Keeping St Francis’ public nursing home open may be one of the keys to alleviating the overcrowding crisis at UHG’s emergency department, says a nursing union official.
The emergency department exceeded full capacity on Monday with 52 patients on trolleys - the biggest number ever. Conditions there were described this week as “almost unbearable” by Regina Durcan, the Irish Nurses and Midwives Organisation’s industrial relations officer in the west.
She says long stay care facilities such as St Francis’ home in Newcastle - which is to close as a residential facility because the HSE says it would be too costly to upgrade it to meet new nursing home standards - should be funded and used to give much needed additional bed capacity to long stay patients. Currently, 42 patients who do not require acute care are being accommodated at UHG as they await a transfer to long stay facilities.
“Long stay facilities like St Francis’ have a role to play. There are 19 beds closed there because of the moratorium on staff recruitment and because there is no funding to address the facilities requested by HIQA [the HSE regulator]. There should be some intervention to keep its doors open.”
Warning that overcrowding at UHG’s emergency department was compromising patient safety, Ms Durcan said the current situation was a “disaster”.
“The INMO is appalled at the ongoing level of overcrowding at UHG. On Tuesday there were 52 patients on trolleys awaiting an in-patient bed, 34 in the ED, 12 in the medical assessment unit, and six patients were being nursed on trolleys on wards throughout the hospital. The situation is getting worse, this is the worst it’s been, there have never been 52 patients on trolleys before in Galway.
“The overcrowding continues despite the fact that the full capacity protocol was invoked in an effort to relieve the situation.
“There are currently 42 patients fit for discharge in UHG. They don’t require acute care and are waiting for a transfer to long stay facilities in the Galway region. That delay has been enhanced in the last couple of weeks. There are 25 beds closed in UHG and 91 closed in Merlin Park.”
She is urging the Minister for Health to intervene in this “crisis” and open up the 116 closed beds and provide adequate staffing in order to alleviate the “intolerable” overcrowding at the regional hospital.
Local Fine Gael TD Brian Walsh says it is clear the overcrowding problem has surpassed “crisis point” and there is a need now for radical action.
“The basic markers of hospital performance as measured by successive HealthStat reports have been continually worsening and it is clear that bit-part solutions are simply not working. There appears to be a disconnect between HSE management and the reality of the frontline that requires radical overhaul in order for UHG to be the centre of excellence that it has the potential to become.

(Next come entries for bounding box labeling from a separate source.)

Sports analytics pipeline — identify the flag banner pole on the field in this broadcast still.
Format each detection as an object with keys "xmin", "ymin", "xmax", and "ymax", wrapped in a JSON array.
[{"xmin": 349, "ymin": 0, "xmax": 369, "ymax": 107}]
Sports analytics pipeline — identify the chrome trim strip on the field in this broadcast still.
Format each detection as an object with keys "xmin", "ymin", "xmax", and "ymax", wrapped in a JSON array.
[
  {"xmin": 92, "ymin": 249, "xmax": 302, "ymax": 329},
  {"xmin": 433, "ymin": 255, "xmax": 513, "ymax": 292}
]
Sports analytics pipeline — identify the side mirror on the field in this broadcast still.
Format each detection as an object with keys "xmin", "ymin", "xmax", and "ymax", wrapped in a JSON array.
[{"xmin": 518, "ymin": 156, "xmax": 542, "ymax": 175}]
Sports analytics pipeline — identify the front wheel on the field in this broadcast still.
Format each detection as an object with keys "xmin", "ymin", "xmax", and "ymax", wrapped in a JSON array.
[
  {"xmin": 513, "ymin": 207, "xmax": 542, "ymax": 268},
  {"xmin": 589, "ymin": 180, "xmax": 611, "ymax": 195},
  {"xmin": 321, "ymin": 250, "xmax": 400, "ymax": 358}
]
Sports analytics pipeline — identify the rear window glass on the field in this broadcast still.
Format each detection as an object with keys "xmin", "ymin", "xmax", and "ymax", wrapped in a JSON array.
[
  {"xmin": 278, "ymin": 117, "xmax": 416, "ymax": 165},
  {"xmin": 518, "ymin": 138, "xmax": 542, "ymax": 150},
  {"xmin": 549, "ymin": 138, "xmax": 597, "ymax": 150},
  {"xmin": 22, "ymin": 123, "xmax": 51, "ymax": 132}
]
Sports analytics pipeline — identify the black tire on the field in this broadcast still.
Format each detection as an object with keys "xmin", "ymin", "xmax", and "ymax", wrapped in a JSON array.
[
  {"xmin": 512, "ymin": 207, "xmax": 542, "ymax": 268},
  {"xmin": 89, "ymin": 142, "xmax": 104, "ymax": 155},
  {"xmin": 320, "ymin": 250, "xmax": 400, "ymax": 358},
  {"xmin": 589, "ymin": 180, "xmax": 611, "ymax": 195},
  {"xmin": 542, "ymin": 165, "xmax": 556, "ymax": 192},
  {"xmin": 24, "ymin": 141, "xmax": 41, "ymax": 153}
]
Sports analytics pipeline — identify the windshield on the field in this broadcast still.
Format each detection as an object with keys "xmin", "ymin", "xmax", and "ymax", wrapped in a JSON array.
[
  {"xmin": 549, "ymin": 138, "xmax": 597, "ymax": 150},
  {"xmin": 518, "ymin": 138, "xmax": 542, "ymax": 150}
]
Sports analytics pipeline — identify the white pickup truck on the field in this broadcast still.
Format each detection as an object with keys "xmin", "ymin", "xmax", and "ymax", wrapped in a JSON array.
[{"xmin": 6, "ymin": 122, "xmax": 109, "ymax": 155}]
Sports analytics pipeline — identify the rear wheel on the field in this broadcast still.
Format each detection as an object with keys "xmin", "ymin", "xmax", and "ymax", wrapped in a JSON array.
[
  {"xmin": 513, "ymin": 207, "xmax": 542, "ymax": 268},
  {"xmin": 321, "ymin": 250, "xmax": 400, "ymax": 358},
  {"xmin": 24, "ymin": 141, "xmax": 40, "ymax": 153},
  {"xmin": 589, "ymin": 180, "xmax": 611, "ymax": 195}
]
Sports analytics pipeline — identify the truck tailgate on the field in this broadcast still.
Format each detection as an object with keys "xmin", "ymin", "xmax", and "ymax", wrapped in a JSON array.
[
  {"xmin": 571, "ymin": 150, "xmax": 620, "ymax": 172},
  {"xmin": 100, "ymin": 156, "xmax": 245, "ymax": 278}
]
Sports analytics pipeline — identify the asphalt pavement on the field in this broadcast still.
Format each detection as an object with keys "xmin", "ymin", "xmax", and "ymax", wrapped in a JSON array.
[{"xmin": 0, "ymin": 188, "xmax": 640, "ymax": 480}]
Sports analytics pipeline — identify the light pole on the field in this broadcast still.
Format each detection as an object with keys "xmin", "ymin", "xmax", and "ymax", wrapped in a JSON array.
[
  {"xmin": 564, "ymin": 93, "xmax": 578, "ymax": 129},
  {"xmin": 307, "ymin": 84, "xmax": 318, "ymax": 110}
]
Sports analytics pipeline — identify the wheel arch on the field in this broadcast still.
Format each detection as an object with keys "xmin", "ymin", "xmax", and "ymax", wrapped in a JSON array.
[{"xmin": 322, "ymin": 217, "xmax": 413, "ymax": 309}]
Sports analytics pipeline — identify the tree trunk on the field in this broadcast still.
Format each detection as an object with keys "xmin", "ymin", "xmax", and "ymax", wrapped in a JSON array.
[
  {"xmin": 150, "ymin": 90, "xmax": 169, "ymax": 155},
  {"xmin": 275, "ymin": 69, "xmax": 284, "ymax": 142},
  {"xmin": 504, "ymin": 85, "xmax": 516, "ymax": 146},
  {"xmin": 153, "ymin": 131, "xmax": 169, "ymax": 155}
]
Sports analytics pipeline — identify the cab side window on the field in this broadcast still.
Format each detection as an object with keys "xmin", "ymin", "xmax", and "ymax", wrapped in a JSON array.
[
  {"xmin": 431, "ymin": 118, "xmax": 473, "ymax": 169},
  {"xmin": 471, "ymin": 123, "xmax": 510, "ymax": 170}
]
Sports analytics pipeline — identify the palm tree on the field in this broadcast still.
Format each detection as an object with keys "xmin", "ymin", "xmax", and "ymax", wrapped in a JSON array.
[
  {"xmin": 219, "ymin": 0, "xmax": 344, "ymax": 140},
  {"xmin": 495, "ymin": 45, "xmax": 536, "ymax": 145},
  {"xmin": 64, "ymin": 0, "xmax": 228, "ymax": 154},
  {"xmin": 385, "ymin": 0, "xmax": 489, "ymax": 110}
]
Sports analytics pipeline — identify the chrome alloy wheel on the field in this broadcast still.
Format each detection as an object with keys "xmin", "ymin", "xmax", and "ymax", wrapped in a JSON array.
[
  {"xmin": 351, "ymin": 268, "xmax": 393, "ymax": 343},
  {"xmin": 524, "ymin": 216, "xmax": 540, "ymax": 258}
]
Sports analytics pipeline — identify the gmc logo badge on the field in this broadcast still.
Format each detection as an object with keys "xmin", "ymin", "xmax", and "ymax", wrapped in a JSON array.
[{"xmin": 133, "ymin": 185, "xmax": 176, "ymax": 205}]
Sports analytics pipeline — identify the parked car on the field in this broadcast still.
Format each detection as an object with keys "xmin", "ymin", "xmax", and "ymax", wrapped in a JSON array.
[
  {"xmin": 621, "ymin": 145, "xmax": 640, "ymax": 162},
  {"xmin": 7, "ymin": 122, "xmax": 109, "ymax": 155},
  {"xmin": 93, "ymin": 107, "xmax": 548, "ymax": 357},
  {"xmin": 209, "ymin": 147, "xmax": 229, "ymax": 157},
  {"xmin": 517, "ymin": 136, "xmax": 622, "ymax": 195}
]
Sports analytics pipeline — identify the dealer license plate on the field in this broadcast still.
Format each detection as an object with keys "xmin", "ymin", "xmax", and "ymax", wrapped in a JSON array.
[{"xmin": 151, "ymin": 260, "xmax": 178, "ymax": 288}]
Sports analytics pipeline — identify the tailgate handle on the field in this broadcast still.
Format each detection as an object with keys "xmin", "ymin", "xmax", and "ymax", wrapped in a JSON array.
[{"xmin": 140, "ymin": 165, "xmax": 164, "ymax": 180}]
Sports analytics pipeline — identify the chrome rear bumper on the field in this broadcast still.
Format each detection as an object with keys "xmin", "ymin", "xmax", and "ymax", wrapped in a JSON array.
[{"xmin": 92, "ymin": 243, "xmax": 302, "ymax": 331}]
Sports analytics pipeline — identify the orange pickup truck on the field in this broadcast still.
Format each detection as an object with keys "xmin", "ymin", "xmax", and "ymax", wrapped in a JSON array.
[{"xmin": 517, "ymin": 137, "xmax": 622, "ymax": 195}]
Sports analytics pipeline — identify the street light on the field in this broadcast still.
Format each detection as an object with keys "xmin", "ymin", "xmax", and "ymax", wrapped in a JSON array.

“I have submitted proposals to the Minister for Health that would see the hospital being removed from the responsibility of the HSE and established as a frontrunner for the new funding and management model promised by the Government. A new management team would report directly to the Minister for Health. It would be an ideal pilot for the ‘money follows the patient’ model because if it can work for the worst-performing acute hospital in the country it can work anywhere.”
Cllr Padraig Conneely, the chairperson of the HSE West’s regional health forum, agrees the hospital should be removed from the health authority.
“UHG is one of the seven major acute teaching hospitals in the country and it could be the first stand-alone project under the FairCare policy [FG’s plan to reform the health service] where the money follows the patient.”
He claims there are “serious management issues” at UHG. He says a chief executive is due to be appointed to UHG shortly and this could be the first step in a “major shake-up” for the city hospital. Commenting on the high numbers of patients on trolleys earlier this week the HSE West said UHG was “extremely busy” on Tuesday.
“ In order to safely manage patients waiting in the emergency department for admission and have facilities available for emergencies that may have presented during the day the hospital implemented its Full Capacity Protocol on Monday and it remained in place on Tuesday.
“This means that a number of patients were transferred to the 12 wards in the hospital where they were monitored until a bed became available - an average of one to two additional patients on each of the wards. UHG regrets that any patient has to wait for long periods for admission and made every effort to ensure that patients were admitted to beds as appropriate across the hospital.”